Me limito a negar con la cabeza.
—Esta ciudad es muy rara.
Evelyn resopla.
—Diablos, sí que lo es.
—Si lo que buscan es una cara bonita, diles que se pongan en contacto con Jamie. Yo no soy demasiado fotogénica, pero la cámara adora a Jamie.
—Buena idea, Texas.
Estoy bromeando, pero me parece que Evelyn no se ha dado cuenta.
La conversación y el azúcar todavía retumban en mis oídos cuando Evelyn vuelve a Malibú y yo a mi oficina.
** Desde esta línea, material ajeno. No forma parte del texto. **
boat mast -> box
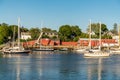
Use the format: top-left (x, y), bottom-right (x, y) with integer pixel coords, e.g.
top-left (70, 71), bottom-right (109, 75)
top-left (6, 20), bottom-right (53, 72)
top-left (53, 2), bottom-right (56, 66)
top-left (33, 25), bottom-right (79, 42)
top-left (89, 19), bottom-right (91, 49)
top-left (99, 22), bottom-right (101, 50)
top-left (118, 26), bottom-right (120, 48)
top-left (36, 21), bottom-right (43, 44)
top-left (18, 17), bottom-right (20, 47)
top-left (12, 26), bottom-right (15, 47)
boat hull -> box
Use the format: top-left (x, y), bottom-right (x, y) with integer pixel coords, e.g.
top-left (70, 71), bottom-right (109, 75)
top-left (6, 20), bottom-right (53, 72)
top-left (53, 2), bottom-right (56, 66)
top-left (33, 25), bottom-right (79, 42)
top-left (84, 52), bottom-right (110, 57)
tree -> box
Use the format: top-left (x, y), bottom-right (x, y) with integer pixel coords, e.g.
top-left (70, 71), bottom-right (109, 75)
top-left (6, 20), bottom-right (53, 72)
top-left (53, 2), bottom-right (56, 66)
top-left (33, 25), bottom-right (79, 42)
top-left (30, 28), bottom-right (40, 39)
top-left (111, 23), bottom-right (118, 35)
top-left (59, 25), bottom-right (72, 41)
top-left (87, 23), bottom-right (108, 37)
top-left (0, 23), bottom-right (10, 44)
top-left (59, 25), bottom-right (82, 41)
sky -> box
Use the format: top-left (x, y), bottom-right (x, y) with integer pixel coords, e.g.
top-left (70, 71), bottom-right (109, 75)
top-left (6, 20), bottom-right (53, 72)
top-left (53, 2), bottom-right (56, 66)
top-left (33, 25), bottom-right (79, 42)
top-left (0, 0), bottom-right (120, 31)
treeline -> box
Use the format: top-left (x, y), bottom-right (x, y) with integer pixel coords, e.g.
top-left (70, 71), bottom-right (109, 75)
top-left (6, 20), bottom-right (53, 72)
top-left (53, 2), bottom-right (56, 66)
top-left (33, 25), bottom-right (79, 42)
top-left (0, 23), bottom-right (118, 44)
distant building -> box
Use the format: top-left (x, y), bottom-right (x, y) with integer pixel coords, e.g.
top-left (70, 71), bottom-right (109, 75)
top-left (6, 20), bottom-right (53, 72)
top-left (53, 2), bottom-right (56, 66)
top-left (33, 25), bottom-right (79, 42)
top-left (43, 32), bottom-right (58, 38)
top-left (21, 32), bottom-right (31, 40)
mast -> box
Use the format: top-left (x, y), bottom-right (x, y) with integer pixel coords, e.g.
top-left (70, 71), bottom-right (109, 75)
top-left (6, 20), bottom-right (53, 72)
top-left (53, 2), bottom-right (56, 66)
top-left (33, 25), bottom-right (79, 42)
top-left (12, 26), bottom-right (15, 47)
top-left (99, 22), bottom-right (101, 50)
top-left (118, 26), bottom-right (120, 48)
top-left (89, 19), bottom-right (91, 49)
top-left (18, 17), bottom-right (20, 47)
top-left (36, 21), bottom-right (43, 44)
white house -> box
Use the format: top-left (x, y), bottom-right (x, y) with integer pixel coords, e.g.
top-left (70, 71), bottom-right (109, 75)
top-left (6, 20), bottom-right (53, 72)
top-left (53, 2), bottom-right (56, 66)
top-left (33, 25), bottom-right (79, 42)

Estudio la carpeta con el trabajo de Blaine y tomo algunas anotaciones sobre la aplicación que quiere que diseñe. Quiero que destaque, que tenga más funciones que un simple muestrario portátil, y estoy tan absorta en mi tormenta de ideas que pierdo la noción del tiempo hasta que suena el intercomunicador y la recepcionista me dice que la señorita Reynard está en el vestíbulo.
—Oh, vale. Dile que suba.
Cuando entra, me quedo sentada porque, al fin y al cabo, soy la jefa, y la saludo con mi sonrisa de Nikki profesional. Otra ventaja de mi horrible infancia (estoy muy versada en ocultar mis emociones bajo una amplia gama de sonrisas probadas en concursos de belleza). Así que estoy segura de que Giselle no tiene ni idea de que todavía estoy recelosa ni de que la simiente de los celos sigue ahí, enterrada bajo la superficie, lista para brotar si dice algo incorrecto o si mira a Damien con el más mínimo atisbo de interés.
La verdad es que no quiero desconfiar ni estar celosa. No me gusta esa chica y no quiero ser esa chica, pero no puedo quitarme de la cabeza el simple hecho de que salió con Damien (y que, en lo que respecta a Damien, «salir» probablemente signifique «follar»).
—¡Nikki! —grita en cuanto cruza la puerta y yo debo esforzarme para subir el voltaje de mi sonrisa.
Giselle me recuerda a Audrey Hepburn: su pelo, su complexión y su elegancia. No me suelo sentir intimidada por otras mujeres, pero con Giselle cerca, me veo fuera de juego y no puedo sino pensar que estoy en un gran error.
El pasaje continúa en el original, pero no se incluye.